Aided by a thriving Kickstarter campaign, the German typographer Harald Geisler and the Harvard-trained physicist turned dancer Elizabeth Waterhouse are about to embark on the last laborious stages of production for the typeface, a project they started in 2009.

Image: Harald Geisler and Elizabeth Waterhouse

The research for the typeface involved poring over hundreds of pages of manuscripts in Einstein’s archives over the course of six months. With a pen stylus, Geisler traced samples of Einstein’s scrawl over and over again until he developed an intuition and intimacy with the Nobel Prize winner’s script, slant, rhythm and form. “This knowledge provides a foundation that I can improvise on,” Geisler tells Quartz. “This is necessary for the @ sign or the € sign—characters that were not common or had not been invented during the time of Einstein.”

An original handwritten document by Einstein, compared with a prototype font.
An original handwritten document by Einstein, compared with a prototype font.

While similar handwriting-based fonts are already commercially available—say of Cézanne, Picasso, Michelangelo, even Barack Obama to name a few—Geisler and Waterhouse are not satisfied with the cookie cutter approach to font-making.

“If you look closely at many handwriting fonts, the scripted letters are repeated without variation—nothing like the actual art of writing with a pen or pencil,” notes Waterhouse in the project’s manifesto. “[Handwriting] varies depending on mood, speed, and materials used.” The Albert Einstein font will have at least four variations on each letter, creating a lines of text that are more “life-like,” they say. An automatic script will adjust the letter’s style based on previously used characters, so the effect will be that no two successive letters will look alike.

The font is being designed to be compatible with PC, Linux and Mac operating systems and will work on mobile phones and tablets.

The irony of typing with handwritten script on digital devices is not lost on its creators. Paying tribute to science’s favorite poster boy is actually just one of their goals.
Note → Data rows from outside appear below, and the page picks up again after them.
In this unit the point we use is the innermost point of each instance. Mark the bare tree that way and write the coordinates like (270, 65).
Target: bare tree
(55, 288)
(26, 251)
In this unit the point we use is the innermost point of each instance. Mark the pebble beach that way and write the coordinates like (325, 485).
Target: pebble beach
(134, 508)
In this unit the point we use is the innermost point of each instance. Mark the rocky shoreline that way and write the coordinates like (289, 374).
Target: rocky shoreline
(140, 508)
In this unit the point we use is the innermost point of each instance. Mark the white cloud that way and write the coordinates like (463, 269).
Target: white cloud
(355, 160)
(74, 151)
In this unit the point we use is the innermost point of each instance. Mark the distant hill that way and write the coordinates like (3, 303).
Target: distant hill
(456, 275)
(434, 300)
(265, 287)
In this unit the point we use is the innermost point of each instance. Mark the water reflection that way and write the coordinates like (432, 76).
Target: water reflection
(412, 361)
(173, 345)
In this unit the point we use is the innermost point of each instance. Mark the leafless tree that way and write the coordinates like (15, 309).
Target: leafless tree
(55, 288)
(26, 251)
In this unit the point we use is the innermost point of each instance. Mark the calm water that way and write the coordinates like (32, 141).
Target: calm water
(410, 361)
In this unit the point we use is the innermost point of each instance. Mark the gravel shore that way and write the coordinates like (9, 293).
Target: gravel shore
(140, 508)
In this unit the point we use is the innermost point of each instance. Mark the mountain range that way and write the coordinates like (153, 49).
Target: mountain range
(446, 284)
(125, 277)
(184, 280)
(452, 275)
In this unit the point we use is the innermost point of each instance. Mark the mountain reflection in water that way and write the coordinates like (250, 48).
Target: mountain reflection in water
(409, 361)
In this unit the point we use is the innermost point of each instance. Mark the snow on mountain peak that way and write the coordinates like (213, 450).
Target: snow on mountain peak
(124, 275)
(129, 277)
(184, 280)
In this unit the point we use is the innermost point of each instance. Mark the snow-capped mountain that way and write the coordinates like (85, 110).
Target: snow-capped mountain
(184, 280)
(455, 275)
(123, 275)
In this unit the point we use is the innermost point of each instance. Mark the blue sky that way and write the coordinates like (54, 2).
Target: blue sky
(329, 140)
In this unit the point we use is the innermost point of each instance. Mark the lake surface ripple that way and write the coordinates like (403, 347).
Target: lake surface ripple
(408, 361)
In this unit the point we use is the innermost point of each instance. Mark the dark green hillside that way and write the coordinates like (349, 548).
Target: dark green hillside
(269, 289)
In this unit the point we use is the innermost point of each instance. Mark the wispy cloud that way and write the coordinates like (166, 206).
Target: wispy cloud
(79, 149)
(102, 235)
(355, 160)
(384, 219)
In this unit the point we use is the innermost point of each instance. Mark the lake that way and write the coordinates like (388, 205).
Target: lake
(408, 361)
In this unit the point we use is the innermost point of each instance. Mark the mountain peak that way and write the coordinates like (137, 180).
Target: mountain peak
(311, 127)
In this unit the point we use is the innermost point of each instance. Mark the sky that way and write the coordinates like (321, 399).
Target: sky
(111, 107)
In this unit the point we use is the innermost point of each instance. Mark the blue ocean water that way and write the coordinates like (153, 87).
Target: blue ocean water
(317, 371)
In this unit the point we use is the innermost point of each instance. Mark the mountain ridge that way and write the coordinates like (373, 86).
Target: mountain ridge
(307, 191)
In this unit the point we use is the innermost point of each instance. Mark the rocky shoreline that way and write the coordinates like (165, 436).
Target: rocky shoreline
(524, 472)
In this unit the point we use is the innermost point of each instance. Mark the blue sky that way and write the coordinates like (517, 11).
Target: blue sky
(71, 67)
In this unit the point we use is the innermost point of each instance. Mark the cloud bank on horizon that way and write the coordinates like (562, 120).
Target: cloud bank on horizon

Geisler and Waterhouse are really asking deeper questions about the diminishing (or evolving) role of our flawed, variable penmanship as a conduit of thought in today’s pixel-perfect landscape.

They ask, “Is thinking related to movement of your hand as you write?” And if the robust support for their Kickstarter campaign (they’ve raised more than $20,000 of the $15,000 goal with over a month to go) and the massive support for Geisler’s Sigmund Freud font in 2013 ($25,000 of the $1,500 goal) are indicators, it seems that their project has honed in on a collective concern too.

Lamenting the loss of penmanship instruction in school curricula, Waterhouse wrote,”this project aims to raise awareness of these changes and to support the value of penmanship as a fundamental quality of human intelligence and culture worthy of continued instruction.”

Image for article titled A new font based on Einstein’s handwriting will let you write like a genius
Image: AP Photo

“My dream is that one day children in high school will learn to draw their own font which they will continuously develop over a lifetime as their own typeface,” muses Geisler. “If we think of a typeface being continually refined and designed over a lifetime, would this make up for the cultural value of handwriting?”